Лейтенант из густо-багрового сделался мертвенно-бледным. Подобную смену колера его физиономии я уже неоднократно наблюдала и в очередной раз подумала, что с такими нервами в королевской гвардии делать нечего. Думаю, юноше больше подойдет место белошвейки!
– Хорошо. Мы непременно это выясним, не так ли? – Арнелий повернулся к мальчишке, и тот вытянулся в струнку, преданно поедая глазами Его величество. На висках у него и над верхней губой выступили капельки пота, хотя в зале было совсем не жарко. – Выясним, по чьей вине наш уважаемый брат, – последовал взгляд в сторону Никкея, – лишен возможности похоронить свою единственную дочь как полагается. Лейтенант?..
– Так точно, Ваше величество! – отчеканил тот, делаясь вовсе уж невозможного мучнистого цвета. Как бы в обморок не хлопнулся…
– Виновный будет наказан, мой уважаемый брат. – Арнелий повернулся в сторону Никкея. Меня всегда забавлял обычай коронованных особ именовать друг друга братьями и сестрами: по-моему, ничего более нелепого и придумать нельзя. Хотя, возможно, я ошибаюсь…
Речь Арнелия все журчала и журчала – Его величество мастерски умеет заговаривать зубы. Можно не сомневаться, вскоре Никкей вконец одуреет, и хорошо, если не забудет, зачем приехал. Впрочем, ему свита напомнит, иначе зачем она вообще нужна?

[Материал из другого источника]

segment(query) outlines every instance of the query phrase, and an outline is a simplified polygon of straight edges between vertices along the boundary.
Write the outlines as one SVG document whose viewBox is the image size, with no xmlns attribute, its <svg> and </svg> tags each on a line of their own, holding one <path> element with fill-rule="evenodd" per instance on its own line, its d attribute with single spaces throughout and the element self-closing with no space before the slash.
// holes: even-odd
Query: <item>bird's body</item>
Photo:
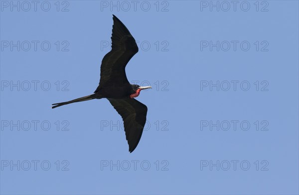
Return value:
<svg viewBox="0 0 299 195">
<path fill-rule="evenodd" d="M 127 64 L 138 52 L 135 39 L 124 24 L 113 15 L 112 49 L 103 58 L 100 83 L 93 94 L 61 103 L 52 108 L 71 103 L 107 98 L 124 120 L 129 151 L 138 144 L 145 126 L 148 108 L 134 98 L 143 89 L 150 86 L 132 85 L 126 75 Z"/>
</svg>

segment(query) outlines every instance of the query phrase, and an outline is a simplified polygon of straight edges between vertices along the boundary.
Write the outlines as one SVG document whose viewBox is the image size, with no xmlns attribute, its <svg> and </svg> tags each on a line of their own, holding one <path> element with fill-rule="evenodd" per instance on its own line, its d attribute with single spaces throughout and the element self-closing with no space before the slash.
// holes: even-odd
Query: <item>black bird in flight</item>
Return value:
<svg viewBox="0 0 299 195">
<path fill-rule="evenodd" d="M 138 144 L 143 131 L 148 107 L 134 98 L 142 90 L 150 86 L 130 84 L 126 75 L 127 64 L 138 52 L 135 39 L 128 28 L 113 15 L 112 49 L 102 61 L 101 78 L 94 94 L 69 101 L 54 103 L 52 108 L 69 103 L 93 99 L 107 98 L 124 121 L 129 151 L 132 152 Z"/>
</svg>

Мне слушать короля вовсе не хотелось, однако меня еще не отпустили, а хотя бы видимость приличий соблюдать следовало. Не вникая особенно в сладкие речи Арнелия, я прошлась по залу, глянула в высокое, от пола до потолка, окно. Уже сгустились сумерки, и темное стекло служило неплохим зеркалом. Отражалась в нем рослая худая женщина неопределенного возраста, в мужских шароварах (не в юбке же карабкаться на гору, право слово!) и куртке на меху. Переодеться я не успела: меня перехватили у городских ворот и передали просьбу Его величества явиться немедленно по прибытии. Стоило, конечно, снять хотя бы верхнюю одежду, но рубашка моя была не сказать чтобы свежей. От жары я не страдала, потому решила остаться в куртке. Я поправила красный платок, которым всегда туго повязывала голову – волосы, кстати, тоже не мешало бы вымыть, – подтянула потуже широкий пояс с уймой зловещего вида побрякушек (именно побрякушек, ничего серьезного я на виду не держу)… Больше исправлять в своем облике мне оказалось нечего.